Kirchgang und Moscheebesuch
Die Kirchganghäufigkeit / der Gottesdienstbesuch ist eines der Kernelemente des „Kirchlichen Lebens“ der christlichen Kirchen. Insofern sind die Daten ein zuverlässiger Indikator für die tatsächliche gelebte Konfession. Zu dieser Frage gibt es auch Umfragen, mit einem breiten Umfeld weiterer Merkmale. Die empirischen Befunde zum Moscheebesuch weisen in die gleiche Tendenz einer benennbar geringen religiösen Teilhabe, obwohl das Freitagsgebet zu den ausdrücklichen Pflichten der Muslime gehört.
Von Carsten Frerk.
Die kircheneigene Statistik der Anzahl der Gottesdienstbesucher beruht auf der Anzahl der Teilnehmerinnen der Gottesdienste am Sonntag Invokavit (im Februar) einschl. Kindergottesdienste (evangelisch) bzw. dem Durchschnitt des zweiten Fastensonntags (im Februar) und dem zweiten Novembersonntag (katholisch) – also ‚normalen‘ Sonntagen.
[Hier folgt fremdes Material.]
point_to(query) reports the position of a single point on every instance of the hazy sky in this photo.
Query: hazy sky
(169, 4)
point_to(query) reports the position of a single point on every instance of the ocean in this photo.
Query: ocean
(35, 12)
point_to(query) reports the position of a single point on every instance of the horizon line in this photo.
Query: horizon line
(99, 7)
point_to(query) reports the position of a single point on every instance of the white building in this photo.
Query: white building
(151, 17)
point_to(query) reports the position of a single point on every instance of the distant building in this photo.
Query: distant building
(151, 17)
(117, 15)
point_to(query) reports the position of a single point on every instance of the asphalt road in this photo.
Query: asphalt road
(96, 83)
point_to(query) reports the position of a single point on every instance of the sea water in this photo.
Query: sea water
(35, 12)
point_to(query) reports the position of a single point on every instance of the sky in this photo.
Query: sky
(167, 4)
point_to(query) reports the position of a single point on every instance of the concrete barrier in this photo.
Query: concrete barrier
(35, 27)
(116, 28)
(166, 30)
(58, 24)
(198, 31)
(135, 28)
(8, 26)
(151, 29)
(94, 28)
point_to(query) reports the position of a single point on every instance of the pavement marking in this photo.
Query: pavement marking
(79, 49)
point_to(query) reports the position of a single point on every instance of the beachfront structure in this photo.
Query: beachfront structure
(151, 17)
In der EKD sind es (für das Jahr 2018) insgesamt 3,2 Prozent der Kirchenmitglieder (mit einer Spannweite von 2,2 bis 6,0 Prozent in den Landeskirchen), in den katholischen Bistümern sind es (2019) insgesamt 9,1 Prozent Gottesdienstbesucher (mit einer Spannweite von 7,1 bis 17,2 in den Bistümern).
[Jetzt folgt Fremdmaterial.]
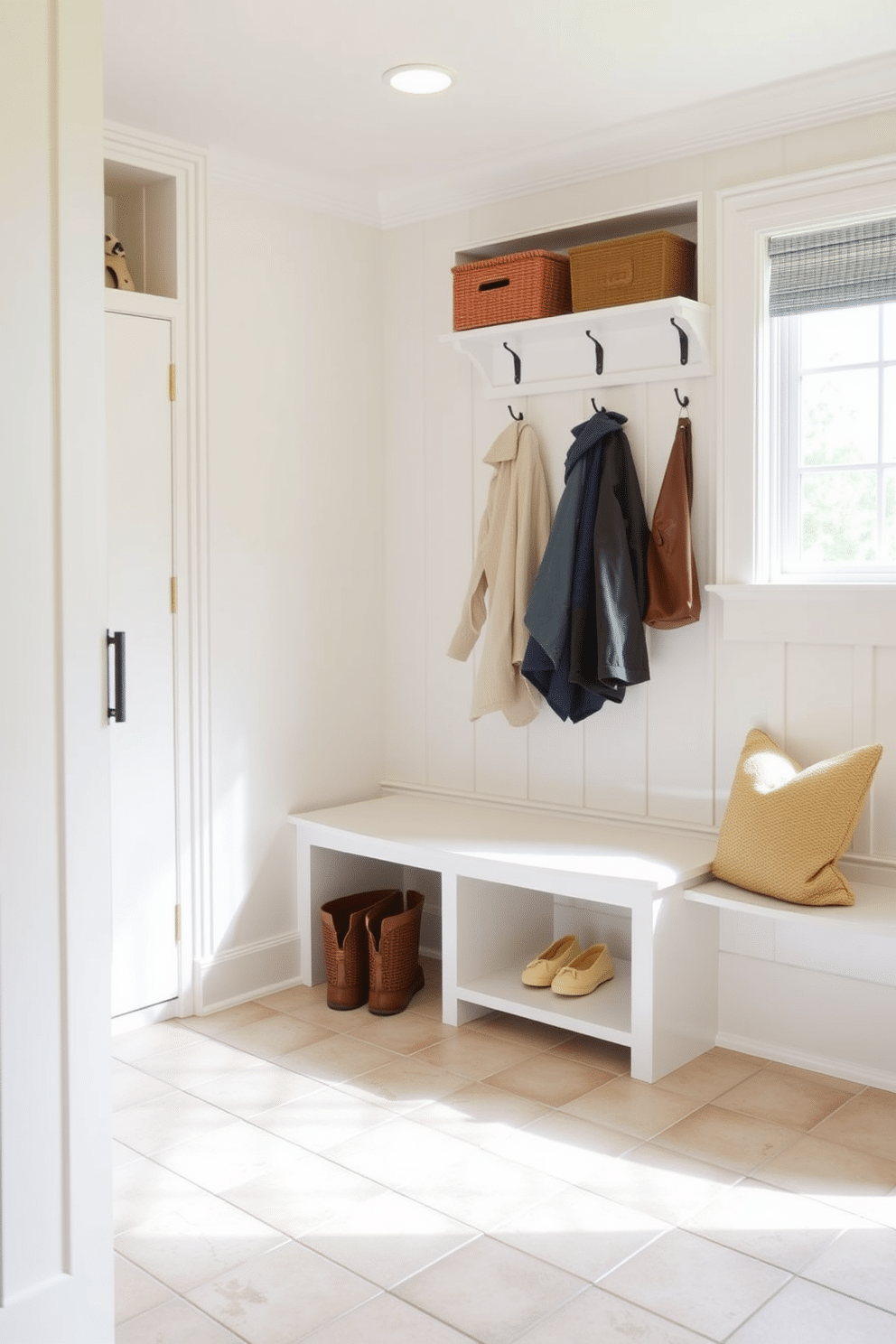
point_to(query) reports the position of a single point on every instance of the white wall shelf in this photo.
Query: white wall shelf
(639, 346)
Bezieht man die Anzahl der Teilnehmer an den Gottesdiensten 2018 (638.472 + 2.133.000 = 2.771.742) auf die Bevölkerung in Deutschland (82 Mio.) so sind es rund 3,4 Prozent der Bevölkerung.
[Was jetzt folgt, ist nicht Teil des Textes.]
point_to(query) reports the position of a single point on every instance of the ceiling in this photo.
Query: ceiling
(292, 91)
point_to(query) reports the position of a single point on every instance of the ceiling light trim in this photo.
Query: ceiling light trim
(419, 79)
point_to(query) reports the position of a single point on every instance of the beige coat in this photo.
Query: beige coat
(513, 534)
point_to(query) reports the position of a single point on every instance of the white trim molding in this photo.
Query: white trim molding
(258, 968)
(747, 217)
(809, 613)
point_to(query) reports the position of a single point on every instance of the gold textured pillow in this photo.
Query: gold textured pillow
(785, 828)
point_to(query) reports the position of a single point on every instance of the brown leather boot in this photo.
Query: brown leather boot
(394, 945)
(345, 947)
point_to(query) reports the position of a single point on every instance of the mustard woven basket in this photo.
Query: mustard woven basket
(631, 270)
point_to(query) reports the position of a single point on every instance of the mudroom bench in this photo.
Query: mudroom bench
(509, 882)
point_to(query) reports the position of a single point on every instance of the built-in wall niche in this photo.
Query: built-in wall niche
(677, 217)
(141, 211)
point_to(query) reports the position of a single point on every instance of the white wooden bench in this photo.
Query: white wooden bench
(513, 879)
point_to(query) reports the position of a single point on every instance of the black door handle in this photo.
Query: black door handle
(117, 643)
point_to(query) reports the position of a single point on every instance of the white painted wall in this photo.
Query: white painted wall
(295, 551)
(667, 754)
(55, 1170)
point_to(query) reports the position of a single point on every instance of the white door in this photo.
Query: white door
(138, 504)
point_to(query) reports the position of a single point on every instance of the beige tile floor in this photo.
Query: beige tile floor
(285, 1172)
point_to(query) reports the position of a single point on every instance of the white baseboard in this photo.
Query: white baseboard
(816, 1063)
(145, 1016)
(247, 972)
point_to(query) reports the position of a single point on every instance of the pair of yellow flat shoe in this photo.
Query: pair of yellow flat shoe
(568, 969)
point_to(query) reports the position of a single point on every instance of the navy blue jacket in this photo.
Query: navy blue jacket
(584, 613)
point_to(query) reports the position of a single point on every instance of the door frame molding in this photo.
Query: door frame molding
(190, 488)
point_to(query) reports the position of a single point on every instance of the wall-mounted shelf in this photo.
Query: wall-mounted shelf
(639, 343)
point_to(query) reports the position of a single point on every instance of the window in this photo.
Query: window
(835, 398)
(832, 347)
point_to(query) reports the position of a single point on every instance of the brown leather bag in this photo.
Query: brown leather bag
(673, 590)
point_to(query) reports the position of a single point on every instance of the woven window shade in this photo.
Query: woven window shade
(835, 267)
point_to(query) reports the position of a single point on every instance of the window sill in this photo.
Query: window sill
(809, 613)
Die Anzahl der Gottesdienste und -besucher variiert erheblich.
Am Statistik-Zählsonntag Invokavit – ein normaler Sonntag – ist es die geringste Teilnehmerzahl, an den besonderen Sonntagen (wie Karfreitag) ist es ähnlich, erst zum Erntedankfest steigen die Teilnehmerzahlen um am 24. Dezember („Heiliger Abend“) das Maximum zu erreichen.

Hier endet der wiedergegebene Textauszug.